El asilo de Ancianos "El Buen Descanso" no tenía nada de bueno ni de descanso. Era un edificio mohoso en las afueras, olvidado por las autoridades locales y administrado por un personal indiferente. Su fachada de ladrillo desmoronado era una promesa rota de cuidado. El aire dentro era denso y olía a cloro viejo y miseria.
Arturo, el nuevo auxiliar de enfermería, duró tres turnos. La primera señal de que algo andaba mal fue la falta de animales domésticos. En otros asilos había gatos o perros; aquí, solo el silencio de los pasillos.

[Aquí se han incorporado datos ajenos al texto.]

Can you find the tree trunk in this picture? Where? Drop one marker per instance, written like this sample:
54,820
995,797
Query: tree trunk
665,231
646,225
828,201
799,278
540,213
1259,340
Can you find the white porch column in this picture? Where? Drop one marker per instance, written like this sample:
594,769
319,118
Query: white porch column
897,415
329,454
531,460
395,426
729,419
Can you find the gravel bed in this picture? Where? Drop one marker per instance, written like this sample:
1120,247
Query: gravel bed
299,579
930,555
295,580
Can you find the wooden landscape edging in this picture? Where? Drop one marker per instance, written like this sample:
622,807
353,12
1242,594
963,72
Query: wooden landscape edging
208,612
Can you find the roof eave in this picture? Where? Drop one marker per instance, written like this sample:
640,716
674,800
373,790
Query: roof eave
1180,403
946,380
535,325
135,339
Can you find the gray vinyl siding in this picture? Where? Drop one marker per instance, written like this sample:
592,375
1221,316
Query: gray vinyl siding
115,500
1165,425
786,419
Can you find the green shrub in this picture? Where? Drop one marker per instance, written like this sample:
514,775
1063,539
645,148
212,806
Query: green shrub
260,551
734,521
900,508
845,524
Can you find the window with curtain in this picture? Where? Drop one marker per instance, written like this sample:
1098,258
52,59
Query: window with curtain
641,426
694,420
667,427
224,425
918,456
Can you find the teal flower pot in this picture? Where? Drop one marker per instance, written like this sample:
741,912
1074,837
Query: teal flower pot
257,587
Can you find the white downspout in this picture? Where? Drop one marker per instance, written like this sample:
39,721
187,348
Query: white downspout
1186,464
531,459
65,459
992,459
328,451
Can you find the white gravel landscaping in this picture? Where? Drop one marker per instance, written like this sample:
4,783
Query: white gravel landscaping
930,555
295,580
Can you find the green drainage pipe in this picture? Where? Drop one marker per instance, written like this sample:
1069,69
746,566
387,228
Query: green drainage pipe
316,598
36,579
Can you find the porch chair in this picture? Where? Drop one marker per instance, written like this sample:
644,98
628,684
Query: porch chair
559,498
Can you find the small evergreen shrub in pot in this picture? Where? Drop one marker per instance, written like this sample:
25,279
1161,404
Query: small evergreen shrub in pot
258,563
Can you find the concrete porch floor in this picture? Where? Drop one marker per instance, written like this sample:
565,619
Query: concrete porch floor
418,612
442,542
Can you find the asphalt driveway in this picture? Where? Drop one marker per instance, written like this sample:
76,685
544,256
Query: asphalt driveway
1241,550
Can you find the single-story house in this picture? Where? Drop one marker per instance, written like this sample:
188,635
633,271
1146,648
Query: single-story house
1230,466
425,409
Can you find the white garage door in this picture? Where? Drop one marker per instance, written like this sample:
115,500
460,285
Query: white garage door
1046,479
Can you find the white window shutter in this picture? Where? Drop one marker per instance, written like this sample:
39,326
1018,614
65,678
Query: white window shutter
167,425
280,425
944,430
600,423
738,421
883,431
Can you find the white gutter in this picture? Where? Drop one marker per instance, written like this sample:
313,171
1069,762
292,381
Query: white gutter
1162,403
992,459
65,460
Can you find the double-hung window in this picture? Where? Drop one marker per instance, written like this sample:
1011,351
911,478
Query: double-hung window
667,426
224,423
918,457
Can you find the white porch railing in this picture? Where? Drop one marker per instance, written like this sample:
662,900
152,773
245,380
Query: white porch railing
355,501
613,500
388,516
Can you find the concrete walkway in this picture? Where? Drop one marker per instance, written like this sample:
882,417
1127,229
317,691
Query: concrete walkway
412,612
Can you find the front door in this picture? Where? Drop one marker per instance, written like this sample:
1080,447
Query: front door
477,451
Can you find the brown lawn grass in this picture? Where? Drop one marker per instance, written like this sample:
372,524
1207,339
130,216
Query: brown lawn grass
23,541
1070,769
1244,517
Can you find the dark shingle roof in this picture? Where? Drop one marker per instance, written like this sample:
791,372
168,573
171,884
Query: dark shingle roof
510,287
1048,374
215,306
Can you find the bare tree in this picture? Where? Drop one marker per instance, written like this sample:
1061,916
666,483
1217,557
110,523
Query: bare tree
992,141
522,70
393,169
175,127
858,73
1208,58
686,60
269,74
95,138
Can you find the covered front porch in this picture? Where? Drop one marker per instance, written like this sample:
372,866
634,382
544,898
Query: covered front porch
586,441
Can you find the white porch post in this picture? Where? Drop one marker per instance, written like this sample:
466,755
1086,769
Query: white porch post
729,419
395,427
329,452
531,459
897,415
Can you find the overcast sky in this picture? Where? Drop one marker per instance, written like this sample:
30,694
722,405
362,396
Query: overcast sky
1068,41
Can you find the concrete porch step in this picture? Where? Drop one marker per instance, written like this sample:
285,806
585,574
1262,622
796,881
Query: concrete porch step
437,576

En su segundo turno, Arturo conoció a la residente más vieja, la señora Eugenia. Estaba postrada en una cama de metal oxidado. Cuando Arturo le trajo la cena, ella no comió. En cambio, levantó un dedo tembloroso y señaló la esquina oscura del cuarto.
"Están ahí," dijo con una voz áspera, casi un graznido. "Los animales."
Arturo encendió la luz de la mesita, pero solo vio un montón de sombras. "¿Qué animales, señora Eugenia? ¿Quiere un peluche?"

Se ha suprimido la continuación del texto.